La luz del día le devolvía la tranquilidad. Él sabía el lugar exacto, pero nadie más lo sabía. Aquello en nada se distinguía de las manchas naturales del resto de las losas. Nadie lo adivinaría. Pero se alegró de que regresara la señora Blenkiron.

El día en que el señor Greathead debería haber llegado en el tren de las cuatro, Steven fue en el coche a Shawe y compró un pollo para la cena de su patrón. Aguardó al tren de las cuatro y se mostró sorprendido de que el señor Greathead no llegara. Dijo que seguro que llegaría en el de las siete. Pidió la cena para las ocho. La señora Blenkiron asó el pollo y Steven fue a esperar el tren de las siete. Esta vez se mostró preocupado.

Al día siguiente acudió a todos los trenes y mandó un telegrama al hotel del señor Greathead solicitando información. Cuando la dirección le respondió con otro telegrama, diciéndole que el señor Greathead no había estado allí, escribió a sus parientes y dio cuenta a la policía.

Pasaron tres semanas. La policía y los parientes del señor Greathead aceptaron la versión de Steven, respaldada como estaba por el testimonio del vendedor de billetes, el empleado de telégrafos, el mozo de estación, el portero que había etiquetado el equipaje del señor Greathead y el director del hotel que había recibido el telegrama. Se publicó la foto del señor Greathead en la prensa ilustrada, solicitando cualquier información que pudiera colaborar a localizarlo. No ocurrió nada, y muy pronto él y su desaparición cayeron en el olvido. El sobrino que compareció en Eastthwaite para hacerse cargo de sus asuntos lo encontró todo bien. El saldo bancario era escaso, debido a que no se habían cobrado varios dividendos, pero las cuentas y el contenido de la caja y del escritorio del señor Greathead estaban en orden, y Steven había anotado cada penique de sus gastos. El sobrino pagó a la señora Blenkiron su sueldo y la despidió, y convino con el chófer que él seguiría allí y cuidaría de la casa. Y como Steven comprendió que aquella era la mejor forma de eludir toda sospecha, se quedó.

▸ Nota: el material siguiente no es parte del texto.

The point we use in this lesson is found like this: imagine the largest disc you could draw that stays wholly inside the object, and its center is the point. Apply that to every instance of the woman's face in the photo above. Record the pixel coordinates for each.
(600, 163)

Sólo en Westleydale y en Rathdale se prolongó la curiosidad. La gente se preguntaba y especulaba. El señor Greathead había sido asaltado y asesinado en el tren (Steven dijo que llevaba algo de dinero consigo). Había perdido la memoria y andaba vagando Dios sabría por dónde. Se había tirado del ferrocarril en marcha. Steven dijo que el señor Greathead no haría eso, pero que no le sorprendería que hubiese perdido la memoria. Había conocido a un hombre que se olvidó de quién era y de dónde vivía. No reconocía a su mujer ni a sus hijos. Neurosis de guerra. Y por último que la memoria del señor Greathead ya no era la que había sido. En cuanto la recuperase, regresaría. A Steven no le sorprendería verlo entrar por su pie cualquier día.

Pero en general la gente se percató de que no le gustaba hablar demasiado del señor Greathead. Consideraron que eso manifestaba el sentimiento propio del caso. Se apiadaron de Steven. Había perdido a su patrón y había perdido a Dorsy Oldishaw. Y aunque había medio matado a Ned Oldishaw, bueno, el joven Ned no tenía por qué haber tocado a su novia. Y cuando Steven se acercaba a la barra del King’s Arms, todo el mundo le decía «Buenos días, Steve» y le dejaba un sitio cerca de la chimenea.